私の村は紅河のほとりに位置し、洪水期の後に堆積する沖積平野が広がっています。そこでは、乾期、特にテトの時期には、人々が野菜を育てるために「土地を耕す」ことがよくあります。小さな区画は今でもコリアンダーの茂みを咲かせ、年老いた状態に保つために利用されており、年末の午後まで各家庭が一束を摘み、家に持ち帰って洗濯や入浴用の湯を沸かします。

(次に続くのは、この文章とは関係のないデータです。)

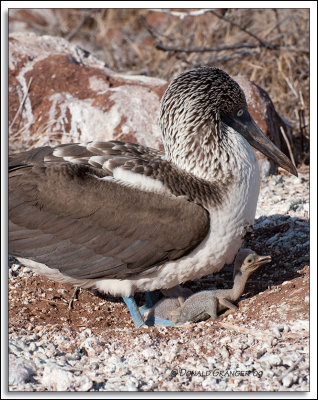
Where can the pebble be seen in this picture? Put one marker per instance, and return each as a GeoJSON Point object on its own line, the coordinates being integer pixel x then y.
{"type": "Point", "coordinates": [20, 371]}
{"type": "Point", "coordinates": [52, 359]}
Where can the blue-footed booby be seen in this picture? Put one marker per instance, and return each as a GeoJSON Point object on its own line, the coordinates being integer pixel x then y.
{"type": "Point", "coordinates": [124, 218]}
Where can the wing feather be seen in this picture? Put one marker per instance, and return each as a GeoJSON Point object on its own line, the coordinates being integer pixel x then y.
{"type": "Point", "coordinates": [63, 216]}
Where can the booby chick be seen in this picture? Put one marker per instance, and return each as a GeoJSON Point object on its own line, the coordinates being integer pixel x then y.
{"type": "Point", "coordinates": [208, 303]}
{"type": "Point", "coordinates": [124, 218]}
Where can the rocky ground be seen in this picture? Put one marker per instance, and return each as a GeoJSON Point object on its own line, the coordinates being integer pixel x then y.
{"type": "Point", "coordinates": [264, 346]}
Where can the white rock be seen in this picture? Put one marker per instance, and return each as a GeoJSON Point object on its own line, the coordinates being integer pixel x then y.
{"type": "Point", "coordinates": [20, 370]}
{"type": "Point", "coordinates": [57, 379]}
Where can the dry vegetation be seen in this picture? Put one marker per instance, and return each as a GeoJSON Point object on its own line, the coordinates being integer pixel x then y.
{"type": "Point", "coordinates": [268, 46]}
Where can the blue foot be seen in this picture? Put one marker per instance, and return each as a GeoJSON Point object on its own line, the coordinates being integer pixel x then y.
{"type": "Point", "coordinates": [137, 312]}
{"type": "Point", "coordinates": [134, 311]}
{"type": "Point", "coordinates": [161, 322]}
{"type": "Point", "coordinates": [151, 298]}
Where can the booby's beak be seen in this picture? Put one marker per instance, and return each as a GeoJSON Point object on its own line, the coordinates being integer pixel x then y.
{"type": "Point", "coordinates": [247, 127]}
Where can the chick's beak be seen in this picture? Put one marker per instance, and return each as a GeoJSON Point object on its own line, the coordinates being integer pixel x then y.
{"type": "Point", "coordinates": [261, 260]}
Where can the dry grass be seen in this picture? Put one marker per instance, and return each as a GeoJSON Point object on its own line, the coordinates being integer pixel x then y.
{"type": "Point", "coordinates": [126, 40]}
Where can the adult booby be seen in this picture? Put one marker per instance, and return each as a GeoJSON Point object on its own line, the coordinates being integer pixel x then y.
{"type": "Point", "coordinates": [124, 218]}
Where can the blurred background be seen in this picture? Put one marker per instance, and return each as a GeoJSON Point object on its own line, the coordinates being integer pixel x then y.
{"type": "Point", "coordinates": [267, 46]}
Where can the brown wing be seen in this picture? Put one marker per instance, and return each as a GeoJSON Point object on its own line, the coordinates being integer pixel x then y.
{"type": "Point", "coordinates": [62, 215]}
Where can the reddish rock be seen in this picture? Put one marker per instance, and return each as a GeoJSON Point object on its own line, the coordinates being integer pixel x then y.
{"type": "Point", "coordinates": [73, 97]}
{"type": "Point", "coordinates": [60, 93]}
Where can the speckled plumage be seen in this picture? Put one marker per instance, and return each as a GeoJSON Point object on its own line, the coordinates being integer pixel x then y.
{"type": "Point", "coordinates": [123, 218]}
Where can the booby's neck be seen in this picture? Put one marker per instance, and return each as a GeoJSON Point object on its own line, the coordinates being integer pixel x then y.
{"type": "Point", "coordinates": [209, 155]}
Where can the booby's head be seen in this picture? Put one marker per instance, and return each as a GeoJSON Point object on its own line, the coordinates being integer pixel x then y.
{"type": "Point", "coordinates": [199, 107]}
{"type": "Point", "coordinates": [247, 261]}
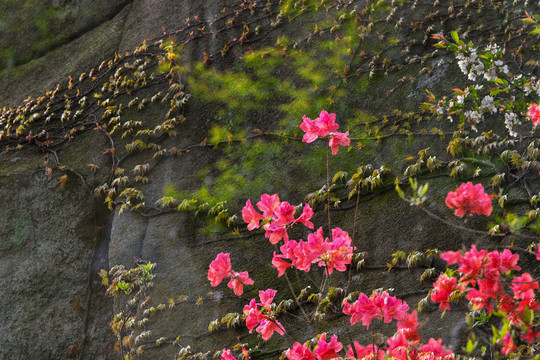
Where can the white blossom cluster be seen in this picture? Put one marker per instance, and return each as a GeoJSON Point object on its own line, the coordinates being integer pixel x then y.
{"type": "Point", "coordinates": [488, 104]}
{"type": "Point", "coordinates": [510, 121]}
{"type": "Point", "coordinates": [530, 86]}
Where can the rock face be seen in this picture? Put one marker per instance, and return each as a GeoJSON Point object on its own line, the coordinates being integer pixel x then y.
{"type": "Point", "coordinates": [234, 122]}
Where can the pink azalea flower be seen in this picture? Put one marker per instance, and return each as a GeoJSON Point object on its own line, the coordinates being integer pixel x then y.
{"type": "Point", "coordinates": [391, 307]}
{"type": "Point", "coordinates": [268, 204]}
{"type": "Point", "coordinates": [398, 345]}
{"type": "Point", "coordinates": [317, 244]}
{"type": "Point", "coordinates": [311, 130]}
{"type": "Point", "coordinates": [307, 214]}
{"type": "Point", "coordinates": [502, 262]}
{"type": "Point", "coordinates": [326, 123]}
{"type": "Point", "coordinates": [408, 326]}
{"type": "Point", "coordinates": [238, 280]}
{"type": "Point", "coordinates": [280, 264]}
{"type": "Point", "coordinates": [524, 286]}
{"type": "Point", "coordinates": [226, 355]}
{"type": "Point", "coordinates": [251, 216]}
{"type": "Point", "coordinates": [339, 139]}
{"type": "Point", "coordinates": [534, 113]}
{"type": "Point", "coordinates": [378, 306]}
{"type": "Point", "coordinates": [530, 335]}
{"type": "Point", "coordinates": [442, 288]}
{"type": "Point", "coordinates": [267, 327]}
{"type": "Point", "coordinates": [274, 233]}
{"type": "Point", "coordinates": [434, 347]}
{"type": "Point", "coordinates": [365, 352]}
{"type": "Point", "coordinates": [508, 344]}
{"type": "Point", "coordinates": [324, 126]}
{"type": "Point", "coordinates": [451, 257]}
{"type": "Point", "coordinates": [220, 268]}
{"type": "Point", "coordinates": [253, 315]}
{"type": "Point", "coordinates": [472, 262]}
{"type": "Point", "coordinates": [469, 199]}
{"type": "Point", "coordinates": [328, 351]}
{"type": "Point", "coordinates": [267, 297]}
{"type": "Point", "coordinates": [340, 253]}
{"type": "Point", "coordinates": [299, 352]}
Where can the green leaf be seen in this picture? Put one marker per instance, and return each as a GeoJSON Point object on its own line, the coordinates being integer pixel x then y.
{"type": "Point", "coordinates": [455, 37]}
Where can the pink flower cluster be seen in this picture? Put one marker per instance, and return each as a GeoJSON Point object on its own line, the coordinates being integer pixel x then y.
{"type": "Point", "coordinates": [534, 113]}
{"type": "Point", "coordinates": [323, 351]}
{"type": "Point", "coordinates": [469, 199]}
{"type": "Point", "coordinates": [483, 275]}
{"type": "Point", "coordinates": [263, 319]}
{"type": "Point", "coordinates": [398, 349]}
{"type": "Point", "coordinates": [324, 126]}
{"type": "Point", "coordinates": [380, 305]}
{"type": "Point", "coordinates": [221, 268]}
{"type": "Point", "coordinates": [335, 254]}
{"type": "Point", "coordinates": [278, 217]}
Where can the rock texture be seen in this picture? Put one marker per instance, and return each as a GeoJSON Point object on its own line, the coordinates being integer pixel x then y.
{"type": "Point", "coordinates": [54, 239]}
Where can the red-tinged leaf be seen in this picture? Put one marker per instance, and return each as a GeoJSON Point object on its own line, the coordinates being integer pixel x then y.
{"type": "Point", "coordinates": [63, 180]}
{"type": "Point", "coordinates": [76, 306]}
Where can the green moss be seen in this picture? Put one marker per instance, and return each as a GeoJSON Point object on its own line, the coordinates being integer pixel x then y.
{"type": "Point", "coordinates": [22, 230]}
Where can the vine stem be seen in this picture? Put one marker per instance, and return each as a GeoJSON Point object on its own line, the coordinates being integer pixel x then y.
{"type": "Point", "coordinates": [354, 235]}
{"type": "Point", "coordinates": [294, 295]}
{"type": "Point", "coordinates": [296, 299]}
{"type": "Point", "coordinates": [328, 187]}
{"type": "Point", "coordinates": [430, 214]}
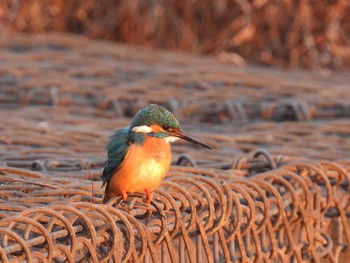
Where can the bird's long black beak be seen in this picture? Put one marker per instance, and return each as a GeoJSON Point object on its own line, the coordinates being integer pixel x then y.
{"type": "Point", "coordinates": [188, 137]}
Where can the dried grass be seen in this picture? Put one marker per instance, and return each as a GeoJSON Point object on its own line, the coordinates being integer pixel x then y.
{"type": "Point", "coordinates": [288, 33]}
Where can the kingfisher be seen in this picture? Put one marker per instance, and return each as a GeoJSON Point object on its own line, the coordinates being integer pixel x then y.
{"type": "Point", "coordinates": [139, 156]}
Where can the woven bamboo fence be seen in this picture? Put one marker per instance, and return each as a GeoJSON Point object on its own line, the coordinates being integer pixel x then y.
{"type": "Point", "coordinates": [274, 189]}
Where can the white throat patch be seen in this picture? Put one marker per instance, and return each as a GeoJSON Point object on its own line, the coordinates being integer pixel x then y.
{"type": "Point", "coordinates": [142, 129]}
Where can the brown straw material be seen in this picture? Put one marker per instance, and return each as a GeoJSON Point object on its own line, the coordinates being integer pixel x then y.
{"type": "Point", "coordinates": [275, 187]}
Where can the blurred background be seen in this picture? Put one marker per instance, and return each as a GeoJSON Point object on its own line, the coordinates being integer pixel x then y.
{"type": "Point", "coordinates": [284, 33]}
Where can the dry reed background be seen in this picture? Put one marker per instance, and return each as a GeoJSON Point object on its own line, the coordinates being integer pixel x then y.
{"type": "Point", "coordinates": [274, 189]}
{"type": "Point", "coordinates": [288, 33]}
{"type": "Point", "coordinates": [263, 193]}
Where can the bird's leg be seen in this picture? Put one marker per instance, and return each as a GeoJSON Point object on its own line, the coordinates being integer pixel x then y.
{"type": "Point", "coordinates": [124, 195]}
{"type": "Point", "coordinates": [149, 196]}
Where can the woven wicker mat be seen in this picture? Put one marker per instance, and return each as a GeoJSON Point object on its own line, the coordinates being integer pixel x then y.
{"type": "Point", "coordinates": [275, 187]}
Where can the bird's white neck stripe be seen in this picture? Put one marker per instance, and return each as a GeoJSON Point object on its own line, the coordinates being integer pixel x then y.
{"type": "Point", "coordinates": [170, 139]}
{"type": "Point", "coordinates": [142, 129]}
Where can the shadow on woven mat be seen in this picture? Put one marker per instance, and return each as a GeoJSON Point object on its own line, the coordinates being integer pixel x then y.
{"type": "Point", "coordinates": [263, 193]}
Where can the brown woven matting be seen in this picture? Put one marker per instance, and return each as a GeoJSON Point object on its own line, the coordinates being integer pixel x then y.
{"type": "Point", "coordinates": [274, 189]}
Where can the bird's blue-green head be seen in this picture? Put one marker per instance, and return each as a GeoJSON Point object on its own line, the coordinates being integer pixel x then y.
{"type": "Point", "coordinates": [154, 114]}
{"type": "Point", "coordinates": [157, 121]}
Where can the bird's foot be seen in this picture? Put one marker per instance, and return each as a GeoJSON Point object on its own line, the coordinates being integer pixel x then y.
{"type": "Point", "coordinates": [149, 196]}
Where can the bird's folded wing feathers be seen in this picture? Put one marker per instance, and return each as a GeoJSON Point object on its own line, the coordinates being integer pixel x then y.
{"type": "Point", "coordinates": [118, 148]}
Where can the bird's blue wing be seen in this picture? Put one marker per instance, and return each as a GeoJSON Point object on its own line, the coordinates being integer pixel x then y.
{"type": "Point", "coordinates": [117, 148]}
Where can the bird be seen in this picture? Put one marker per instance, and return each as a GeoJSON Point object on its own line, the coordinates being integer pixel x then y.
{"type": "Point", "coordinates": [139, 156]}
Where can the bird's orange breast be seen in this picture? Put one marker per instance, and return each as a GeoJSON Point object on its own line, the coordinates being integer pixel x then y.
{"type": "Point", "coordinates": [144, 167]}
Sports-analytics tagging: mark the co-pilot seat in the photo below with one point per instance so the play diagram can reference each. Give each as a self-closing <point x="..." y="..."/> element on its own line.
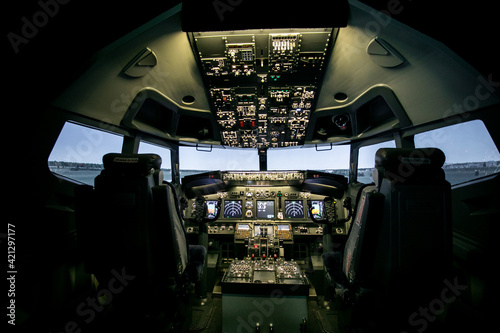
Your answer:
<point x="398" y="250"/>
<point x="130" y="226"/>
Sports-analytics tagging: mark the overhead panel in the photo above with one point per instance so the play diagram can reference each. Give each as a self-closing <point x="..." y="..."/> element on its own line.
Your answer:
<point x="263" y="84"/>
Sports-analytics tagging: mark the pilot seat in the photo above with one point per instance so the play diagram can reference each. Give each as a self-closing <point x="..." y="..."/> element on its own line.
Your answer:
<point x="132" y="238"/>
<point x="398" y="251"/>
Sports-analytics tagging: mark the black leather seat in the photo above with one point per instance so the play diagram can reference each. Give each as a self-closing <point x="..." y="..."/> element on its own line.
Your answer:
<point x="130" y="224"/>
<point x="398" y="249"/>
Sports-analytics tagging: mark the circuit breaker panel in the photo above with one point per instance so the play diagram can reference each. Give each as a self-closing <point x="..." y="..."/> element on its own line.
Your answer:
<point x="263" y="84"/>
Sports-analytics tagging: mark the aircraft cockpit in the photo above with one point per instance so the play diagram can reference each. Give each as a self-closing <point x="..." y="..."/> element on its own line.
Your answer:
<point x="252" y="166"/>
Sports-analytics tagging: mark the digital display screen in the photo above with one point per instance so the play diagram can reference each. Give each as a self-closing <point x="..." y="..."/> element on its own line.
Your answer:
<point x="317" y="209"/>
<point x="233" y="209"/>
<point x="265" y="209"/>
<point x="294" y="209"/>
<point x="211" y="209"/>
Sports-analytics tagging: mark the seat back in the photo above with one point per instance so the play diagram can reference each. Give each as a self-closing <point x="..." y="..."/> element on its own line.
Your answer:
<point x="130" y="224"/>
<point x="357" y="263"/>
<point x="414" y="248"/>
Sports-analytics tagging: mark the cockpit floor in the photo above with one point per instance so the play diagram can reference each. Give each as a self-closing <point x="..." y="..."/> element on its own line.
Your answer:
<point x="207" y="318"/>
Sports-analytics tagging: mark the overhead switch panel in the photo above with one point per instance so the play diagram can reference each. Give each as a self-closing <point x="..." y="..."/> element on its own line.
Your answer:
<point x="263" y="85"/>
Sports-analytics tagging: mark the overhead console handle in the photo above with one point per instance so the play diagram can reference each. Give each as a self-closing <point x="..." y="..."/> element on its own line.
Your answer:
<point x="223" y="15"/>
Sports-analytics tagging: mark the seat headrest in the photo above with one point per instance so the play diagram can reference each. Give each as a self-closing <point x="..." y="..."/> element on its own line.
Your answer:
<point x="403" y="164"/>
<point x="138" y="164"/>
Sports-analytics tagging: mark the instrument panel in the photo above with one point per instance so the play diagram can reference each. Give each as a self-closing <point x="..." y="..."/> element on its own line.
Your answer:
<point x="264" y="203"/>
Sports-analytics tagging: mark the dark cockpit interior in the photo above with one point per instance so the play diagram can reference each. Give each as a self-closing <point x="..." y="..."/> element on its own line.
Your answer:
<point x="252" y="166"/>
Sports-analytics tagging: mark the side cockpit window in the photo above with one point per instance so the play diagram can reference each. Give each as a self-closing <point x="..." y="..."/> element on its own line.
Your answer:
<point x="470" y="151"/>
<point x="163" y="152"/>
<point x="78" y="151"/>
<point x="366" y="160"/>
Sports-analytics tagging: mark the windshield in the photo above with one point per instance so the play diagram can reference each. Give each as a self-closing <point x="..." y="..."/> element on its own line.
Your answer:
<point x="194" y="160"/>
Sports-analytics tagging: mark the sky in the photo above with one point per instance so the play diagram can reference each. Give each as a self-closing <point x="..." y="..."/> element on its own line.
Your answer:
<point x="463" y="142"/>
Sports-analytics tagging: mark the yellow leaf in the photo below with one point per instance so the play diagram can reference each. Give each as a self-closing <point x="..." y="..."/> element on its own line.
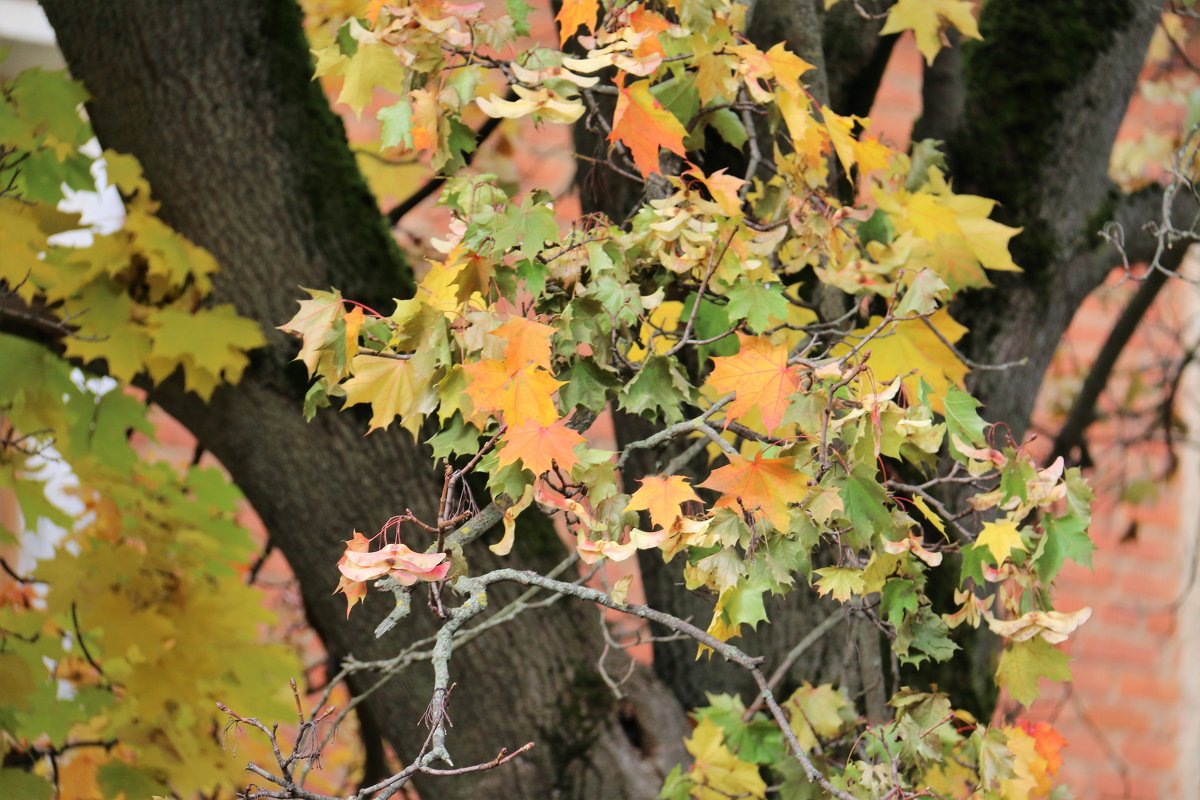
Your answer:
<point x="520" y="395"/>
<point x="909" y="344"/>
<point x="526" y="342"/>
<point x="575" y="13"/>
<point x="372" y="66"/>
<point x="393" y="388"/>
<point x="540" y="446"/>
<point x="312" y="324"/>
<point x="760" y="377"/>
<point x="664" y="498"/>
<point x="717" y="773"/>
<point x="1001" y="539"/>
<point x="841" y="137"/>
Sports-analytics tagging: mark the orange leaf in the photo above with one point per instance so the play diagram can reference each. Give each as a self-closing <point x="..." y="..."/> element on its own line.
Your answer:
<point x="663" y="497"/>
<point x="540" y="446"/>
<point x="648" y="22"/>
<point x="760" y="376"/>
<point x="526" y="342"/>
<point x="763" y="485"/>
<point x="355" y="590"/>
<point x="521" y="395"/>
<point x="575" y="13"/>
<point x="643" y="126"/>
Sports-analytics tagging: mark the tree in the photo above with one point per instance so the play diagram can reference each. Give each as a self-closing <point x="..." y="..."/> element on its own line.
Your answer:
<point x="247" y="161"/>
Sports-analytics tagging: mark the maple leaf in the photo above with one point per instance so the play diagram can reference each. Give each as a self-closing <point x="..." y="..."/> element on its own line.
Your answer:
<point x="909" y="343"/>
<point x="539" y="446"/>
<point x="1023" y="663"/>
<point x="663" y="497"/>
<point x="372" y="66"/>
<point x="355" y="590"/>
<point x="526" y="342"/>
<point x="1001" y="539"/>
<point x="840" y="582"/>
<point x="394" y="388"/>
<point x="575" y="13"/>
<point x="521" y="395"/>
<point x="312" y="324"/>
<point x="762" y="485"/>
<point x="928" y="18"/>
<point x="643" y="125"/>
<point x="717" y="773"/>
<point x="760" y="376"/>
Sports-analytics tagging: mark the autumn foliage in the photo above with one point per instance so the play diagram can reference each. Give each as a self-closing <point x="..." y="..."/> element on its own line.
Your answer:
<point x="779" y="318"/>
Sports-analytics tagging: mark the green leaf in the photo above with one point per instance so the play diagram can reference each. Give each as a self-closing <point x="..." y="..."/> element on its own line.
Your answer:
<point x="961" y="417"/>
<point x="457" y="439"/>
<point x="1066" y="537"/>
<point x="757" y="302"/>
<point x="839" y="582"/>
<point x="865" y="501"/>
<point x="397" y="124"/>
<point x="922" y="295"/>
<point x="995" y="757"/>
<point x="21" y="785"/>
<point x="898" y="600"/>
<point x="877" y="228"/>
<point x="679" y="96"/>
<point x="923" y="636"/>
<point x="743" y="603"/>
<point x="677" y="785"/>
<point x="729" y="127"/>
<point x="527" y="227"/>
<point x="1025" y="662"/>
<point x="659" y="389"/>
<point x="519" y="10"/>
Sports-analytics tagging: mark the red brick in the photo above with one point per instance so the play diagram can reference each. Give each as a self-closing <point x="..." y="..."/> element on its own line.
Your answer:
<point x="1137" y="685"/>
<point x="1116" y="650"/>
<point x="1153" y="588"/>
<point x="1121" y="716"/>
<point x="1147" y="755"/>
<point x="1161" y="623"/>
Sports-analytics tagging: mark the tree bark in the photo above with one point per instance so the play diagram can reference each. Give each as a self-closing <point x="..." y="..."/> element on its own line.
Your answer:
<point x="1045" y="92"/>
<point x="239" y="144"/>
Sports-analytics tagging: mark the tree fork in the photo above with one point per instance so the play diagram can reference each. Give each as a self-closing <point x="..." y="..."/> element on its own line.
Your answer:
<point x="247" y="161"/>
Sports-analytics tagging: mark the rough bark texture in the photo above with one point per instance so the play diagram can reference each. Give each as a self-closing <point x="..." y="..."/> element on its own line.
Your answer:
<point x="240" y="146"/>
<point x="1045" y="92"/>
<point x="215" y="100"/>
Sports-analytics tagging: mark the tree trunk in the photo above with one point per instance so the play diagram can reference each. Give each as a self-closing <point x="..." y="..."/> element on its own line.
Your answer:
<point x="239" y="144"/>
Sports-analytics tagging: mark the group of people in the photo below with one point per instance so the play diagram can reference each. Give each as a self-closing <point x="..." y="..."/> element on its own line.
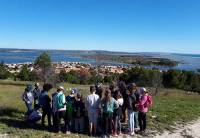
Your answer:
<point x="102" y="112"/>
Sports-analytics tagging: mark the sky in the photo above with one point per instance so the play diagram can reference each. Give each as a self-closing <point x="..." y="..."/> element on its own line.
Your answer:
<point x="114" y="25"/>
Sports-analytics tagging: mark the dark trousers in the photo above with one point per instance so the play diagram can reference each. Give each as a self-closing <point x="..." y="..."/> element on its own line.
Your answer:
<point x="46" y="112"/>
<point x="108" y="118"/>
<point x="58" y="117"/>
<point x="136" y="119"/>
<point x="69" y="122"/>
<point x="29" y="108"/>
<point x="117" y="124"/>
<point x="142" y="121"/>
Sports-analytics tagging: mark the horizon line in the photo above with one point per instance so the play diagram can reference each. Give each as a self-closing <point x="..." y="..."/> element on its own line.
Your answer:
<point x="44" y="49"/>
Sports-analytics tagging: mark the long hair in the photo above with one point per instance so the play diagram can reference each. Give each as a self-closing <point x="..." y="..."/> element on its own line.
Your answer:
<point x="108" y="96"/>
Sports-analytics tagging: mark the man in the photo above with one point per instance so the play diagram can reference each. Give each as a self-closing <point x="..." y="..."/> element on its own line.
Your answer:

ラムタオ県スアンフイ村のグエン・キム・ズンさんは、この習慣を長年続け、次のように語っています。「今は生活がより近代化され、天然の葉の代わりにシャワージェルやシャンプーがスキンケアやヘアケア用品として日常的に使われていますが、私は今でも個人的に葉っぱを混ぜたお湯を家族全員で沸かしています。古いものを残したいからです。そうすることで、子どもたちが特に家族の、そして村全体の伝統文化を理解し、愛してくれることを願っています。」
コリアンダーは、花と黒い茎があるときにお風呂のお湯を沸かすのに使われます。
ムクロジには洗浄力があり、天然石鹸のような泡立ちをします。そのため、現代のように石鹸がなかった時代、昔の人々はムクロジでお湯を沸かし、髪を洗っていました。コリアンダーは、日常の食事に欠かせないスパイスであるだけでなく、健康と精神に多くの効能があることで知られており、厄除けや新年の家族への幸運と清浄をもたらします。
お風呂のお湯に使うコリアンダーは、花を咲かせた古いコリアンダーを選ぶ必要があります。茎は緑から紫褐色に変わり、煮ると芳醇でスパイシーな独特の香りを放ちます。そのため、これらの葉を混ぜると、長く続く香りが残るのかもしれません。古くからの習慣であるだけでなく、これらの葉を使った入浴は、健康と血行に非常に良い効果があると言われています。
年末のお風呂のお湯には、ムクロジ、コリアンダー、グレープフルーツの皮、レモングラスの葉が欠かせない材料です。
村の長老たちは、子や孫に、ムクロジと古き良き香りが旧年の厄を払い、新年を迎えると言い伝えます。旧年の大晦日に、濃厚で温かい香りの薬草湯に浸かることは、満たされなかったもの、未完成なもの、心に残る悲しみが解き放たれ、そこから新年の喜びを迎える準備を整えるようなものです。
ソープベリー、コリアンダーの葉... 故郷の独特の風味とともに、それぞれの人に自分たちの起源、自分たちのルーツを思い出させます。どこへ行って何をしていようと、食べ物、衣服、米、お金で忙しく1年間放浪した後、大切な人と再会して完全な旧正月を迎えるために家に帰ることを、人々は忘れません。